Reasoning traces
Use the reasoning-trace flow to capture the chain-of-thought
output of thinking-capable language and vision-language models
alongside the visible response. v0.3.0 introduces two DTOs in
model-service/src/application/dto/reasoning.py:
@dataclass(frozen=True)
class ThinkingStep:
content: str
tokens_used: int | None = None
@dataclass(frozen=True)
class ThinkingTrace:
steps: list[ThinkingStep]
total_tokens: int | None = None
model_id: str = ""
@dataclass(frozen=True)
class ReasonedText:
text: str
thinking: ThinkingTrace | None = None
tokens_used: int | None = None
ReasonedText is what the
ILanguageModel.generate_reasoned
port returns. text is the visible response; thinking is the
parsed reasoning trace, or None for non-thinking models.
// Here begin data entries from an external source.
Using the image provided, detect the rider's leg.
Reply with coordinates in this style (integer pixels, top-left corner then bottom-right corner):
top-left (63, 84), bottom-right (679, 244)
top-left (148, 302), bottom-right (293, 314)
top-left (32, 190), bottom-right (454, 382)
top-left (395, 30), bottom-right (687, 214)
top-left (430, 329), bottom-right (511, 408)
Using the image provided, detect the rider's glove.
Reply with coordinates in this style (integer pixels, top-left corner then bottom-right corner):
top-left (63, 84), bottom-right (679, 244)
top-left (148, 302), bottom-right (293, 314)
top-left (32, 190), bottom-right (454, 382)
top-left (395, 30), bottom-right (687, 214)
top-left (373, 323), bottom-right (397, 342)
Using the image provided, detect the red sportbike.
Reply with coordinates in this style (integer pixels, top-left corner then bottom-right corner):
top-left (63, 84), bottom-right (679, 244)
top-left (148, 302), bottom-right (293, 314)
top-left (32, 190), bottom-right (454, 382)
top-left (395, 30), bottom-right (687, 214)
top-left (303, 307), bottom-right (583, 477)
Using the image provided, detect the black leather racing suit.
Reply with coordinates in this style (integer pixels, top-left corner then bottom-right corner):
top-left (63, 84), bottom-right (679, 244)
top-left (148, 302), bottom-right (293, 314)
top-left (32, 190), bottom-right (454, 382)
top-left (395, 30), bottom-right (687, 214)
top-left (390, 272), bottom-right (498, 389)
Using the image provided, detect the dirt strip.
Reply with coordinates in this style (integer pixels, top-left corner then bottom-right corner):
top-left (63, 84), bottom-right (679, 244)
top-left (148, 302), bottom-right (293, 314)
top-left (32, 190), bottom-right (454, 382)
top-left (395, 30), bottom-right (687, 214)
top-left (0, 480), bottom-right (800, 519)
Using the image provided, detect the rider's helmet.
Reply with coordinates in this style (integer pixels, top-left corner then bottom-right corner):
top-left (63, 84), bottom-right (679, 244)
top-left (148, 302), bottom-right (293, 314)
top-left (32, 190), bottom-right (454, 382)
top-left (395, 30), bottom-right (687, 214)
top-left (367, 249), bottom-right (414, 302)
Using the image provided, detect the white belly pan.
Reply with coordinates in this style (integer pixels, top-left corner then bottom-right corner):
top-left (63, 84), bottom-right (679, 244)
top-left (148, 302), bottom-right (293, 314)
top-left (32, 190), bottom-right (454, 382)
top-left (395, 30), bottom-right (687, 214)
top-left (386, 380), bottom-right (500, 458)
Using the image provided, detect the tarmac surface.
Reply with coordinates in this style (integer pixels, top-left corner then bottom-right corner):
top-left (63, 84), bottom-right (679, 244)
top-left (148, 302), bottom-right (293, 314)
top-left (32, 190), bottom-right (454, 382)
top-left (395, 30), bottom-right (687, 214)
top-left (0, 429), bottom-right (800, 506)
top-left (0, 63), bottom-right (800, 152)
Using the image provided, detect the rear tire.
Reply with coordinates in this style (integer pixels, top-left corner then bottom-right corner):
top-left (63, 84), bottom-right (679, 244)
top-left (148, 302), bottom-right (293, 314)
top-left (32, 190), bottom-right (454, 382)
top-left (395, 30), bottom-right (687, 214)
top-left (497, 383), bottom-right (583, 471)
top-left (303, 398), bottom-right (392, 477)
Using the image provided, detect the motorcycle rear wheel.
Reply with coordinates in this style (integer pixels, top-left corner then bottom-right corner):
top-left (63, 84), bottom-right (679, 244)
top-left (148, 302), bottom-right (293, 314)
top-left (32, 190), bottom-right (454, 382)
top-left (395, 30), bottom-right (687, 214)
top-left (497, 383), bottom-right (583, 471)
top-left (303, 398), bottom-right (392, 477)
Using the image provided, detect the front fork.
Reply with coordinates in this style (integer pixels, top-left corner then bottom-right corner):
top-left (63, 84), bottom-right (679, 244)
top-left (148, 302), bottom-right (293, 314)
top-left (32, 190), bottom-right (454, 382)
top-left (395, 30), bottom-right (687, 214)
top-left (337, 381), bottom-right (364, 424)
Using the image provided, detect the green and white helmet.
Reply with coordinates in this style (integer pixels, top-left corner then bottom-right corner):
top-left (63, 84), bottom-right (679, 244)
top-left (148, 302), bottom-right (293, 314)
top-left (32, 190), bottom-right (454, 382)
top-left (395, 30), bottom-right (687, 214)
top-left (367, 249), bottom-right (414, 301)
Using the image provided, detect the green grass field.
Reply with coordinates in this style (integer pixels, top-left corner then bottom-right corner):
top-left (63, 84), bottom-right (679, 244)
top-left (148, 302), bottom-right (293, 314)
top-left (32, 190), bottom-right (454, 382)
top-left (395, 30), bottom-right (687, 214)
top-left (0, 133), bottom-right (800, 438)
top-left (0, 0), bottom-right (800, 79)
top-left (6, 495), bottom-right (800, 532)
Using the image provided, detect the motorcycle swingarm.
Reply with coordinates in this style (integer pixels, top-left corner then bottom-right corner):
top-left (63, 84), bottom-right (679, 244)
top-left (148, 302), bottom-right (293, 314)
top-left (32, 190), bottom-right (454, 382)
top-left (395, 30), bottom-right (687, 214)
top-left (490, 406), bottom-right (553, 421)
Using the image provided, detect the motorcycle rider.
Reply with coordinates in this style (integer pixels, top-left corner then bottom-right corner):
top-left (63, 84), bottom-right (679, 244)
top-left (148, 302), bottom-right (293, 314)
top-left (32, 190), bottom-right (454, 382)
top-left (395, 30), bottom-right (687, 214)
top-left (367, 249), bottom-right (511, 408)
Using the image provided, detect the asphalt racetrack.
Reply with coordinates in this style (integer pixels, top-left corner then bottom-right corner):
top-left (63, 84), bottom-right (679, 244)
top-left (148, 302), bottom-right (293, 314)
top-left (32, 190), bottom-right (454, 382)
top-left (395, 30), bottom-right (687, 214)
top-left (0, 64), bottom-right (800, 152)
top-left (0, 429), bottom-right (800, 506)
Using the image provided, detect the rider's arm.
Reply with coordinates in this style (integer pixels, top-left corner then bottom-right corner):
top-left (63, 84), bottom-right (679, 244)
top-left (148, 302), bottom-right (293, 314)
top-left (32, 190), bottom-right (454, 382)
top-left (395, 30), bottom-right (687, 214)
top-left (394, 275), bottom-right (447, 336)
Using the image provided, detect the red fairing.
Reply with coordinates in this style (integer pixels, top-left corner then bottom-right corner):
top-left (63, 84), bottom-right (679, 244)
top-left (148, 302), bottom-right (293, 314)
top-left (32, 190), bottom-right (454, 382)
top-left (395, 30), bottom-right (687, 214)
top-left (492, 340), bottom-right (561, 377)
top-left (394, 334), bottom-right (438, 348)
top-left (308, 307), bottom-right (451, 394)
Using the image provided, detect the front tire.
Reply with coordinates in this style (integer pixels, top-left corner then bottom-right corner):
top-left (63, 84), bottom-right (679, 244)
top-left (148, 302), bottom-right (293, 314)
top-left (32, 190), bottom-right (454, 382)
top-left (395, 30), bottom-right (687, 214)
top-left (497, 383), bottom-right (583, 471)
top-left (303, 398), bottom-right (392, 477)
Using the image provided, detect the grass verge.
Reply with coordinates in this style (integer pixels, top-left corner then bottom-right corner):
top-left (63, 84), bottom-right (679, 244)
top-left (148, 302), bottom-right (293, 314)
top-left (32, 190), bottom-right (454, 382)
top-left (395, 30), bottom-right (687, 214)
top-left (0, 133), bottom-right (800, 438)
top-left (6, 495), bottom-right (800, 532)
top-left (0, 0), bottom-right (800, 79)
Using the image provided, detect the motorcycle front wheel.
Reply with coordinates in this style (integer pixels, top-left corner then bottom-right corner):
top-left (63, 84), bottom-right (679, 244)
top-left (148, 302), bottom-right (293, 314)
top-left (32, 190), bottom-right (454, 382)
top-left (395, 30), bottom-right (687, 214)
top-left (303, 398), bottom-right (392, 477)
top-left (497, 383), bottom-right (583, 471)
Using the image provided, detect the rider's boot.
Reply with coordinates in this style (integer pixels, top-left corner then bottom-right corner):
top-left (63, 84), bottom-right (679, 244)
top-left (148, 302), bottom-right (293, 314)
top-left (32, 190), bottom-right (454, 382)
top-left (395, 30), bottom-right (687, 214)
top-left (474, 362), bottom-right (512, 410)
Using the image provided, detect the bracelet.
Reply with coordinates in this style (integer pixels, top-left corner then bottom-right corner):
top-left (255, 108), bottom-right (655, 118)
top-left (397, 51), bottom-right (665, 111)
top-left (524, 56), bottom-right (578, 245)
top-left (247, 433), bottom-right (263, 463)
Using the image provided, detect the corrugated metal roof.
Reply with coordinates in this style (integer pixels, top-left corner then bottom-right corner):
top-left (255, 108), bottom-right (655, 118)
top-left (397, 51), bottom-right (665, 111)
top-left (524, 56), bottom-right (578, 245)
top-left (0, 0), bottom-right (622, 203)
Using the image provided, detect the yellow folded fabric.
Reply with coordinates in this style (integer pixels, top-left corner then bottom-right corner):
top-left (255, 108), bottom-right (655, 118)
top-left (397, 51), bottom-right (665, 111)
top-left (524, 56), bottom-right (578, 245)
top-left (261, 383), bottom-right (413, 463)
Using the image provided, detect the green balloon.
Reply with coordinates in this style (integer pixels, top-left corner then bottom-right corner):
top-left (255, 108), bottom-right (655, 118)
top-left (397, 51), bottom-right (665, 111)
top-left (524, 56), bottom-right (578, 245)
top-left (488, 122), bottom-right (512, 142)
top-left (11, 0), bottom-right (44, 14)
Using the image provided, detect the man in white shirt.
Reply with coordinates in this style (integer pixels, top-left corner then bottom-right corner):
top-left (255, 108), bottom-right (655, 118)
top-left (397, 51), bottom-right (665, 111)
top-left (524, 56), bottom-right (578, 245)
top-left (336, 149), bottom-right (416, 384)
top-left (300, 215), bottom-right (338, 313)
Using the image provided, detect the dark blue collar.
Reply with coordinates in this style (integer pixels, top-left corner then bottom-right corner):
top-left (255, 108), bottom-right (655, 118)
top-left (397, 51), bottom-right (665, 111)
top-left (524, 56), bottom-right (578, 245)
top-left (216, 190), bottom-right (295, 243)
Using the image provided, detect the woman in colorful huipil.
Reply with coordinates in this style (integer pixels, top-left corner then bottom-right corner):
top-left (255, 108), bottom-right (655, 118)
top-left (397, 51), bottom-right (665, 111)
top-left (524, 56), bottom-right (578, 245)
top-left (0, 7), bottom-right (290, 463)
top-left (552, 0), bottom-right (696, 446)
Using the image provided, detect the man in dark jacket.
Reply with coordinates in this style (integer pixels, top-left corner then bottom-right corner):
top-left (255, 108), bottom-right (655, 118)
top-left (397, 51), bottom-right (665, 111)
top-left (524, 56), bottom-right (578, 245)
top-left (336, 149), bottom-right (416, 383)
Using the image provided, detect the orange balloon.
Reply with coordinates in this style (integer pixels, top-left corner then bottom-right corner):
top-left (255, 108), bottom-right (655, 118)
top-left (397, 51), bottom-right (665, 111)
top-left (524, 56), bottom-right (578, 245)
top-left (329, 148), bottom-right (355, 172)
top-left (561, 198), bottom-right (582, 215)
When the trace is populated
Thinking-capable models populate ReasonedText.thinking from
the <think>...</think> blocks in the raw output. The current
catalog lists the following options as thinking-capable:
qwen-3-vl-8b-thinking video summarization
qwen-3-vl-30b-a3b-thinking video summarization
deepseek-r1-distill-qwen-14b ontology / claims
deepseek-r1-distill-qwen-32b ontology / claims
deepseek-r1-distill-qwen-1-5b-gguf ontology / claims (CPU)
Non-thinking models (Qwen3-VL non-thinking variants, Llama-4,
Pixtral, Claude family, GPT family, Gemini family) return
ReasonedText with thinking=None.
Where the trace surfaces
The model-service FastAPI schemas in
infrastructure/adapters/inbound/fastapi/schemas/reasoning.py
expose the trace on every response that runs through a use case
that calls a thinking-capable model. The backend forwards the
trace unchanged. The frontend renders the trace inside a
collapsible "thinking" panel below the visible response.
Properties
ThinkingTrace.is_empty True when steps is empty
ThinkingTrace.combined_text steps joined by blank lines
ReasonedText.has_thinking True iff thinking is not None
and not empty
These properties are what the FastAPI schemas use to decide
whether to emit a thinking block in the response body; the
frontend uses them to decide whether to render the panel.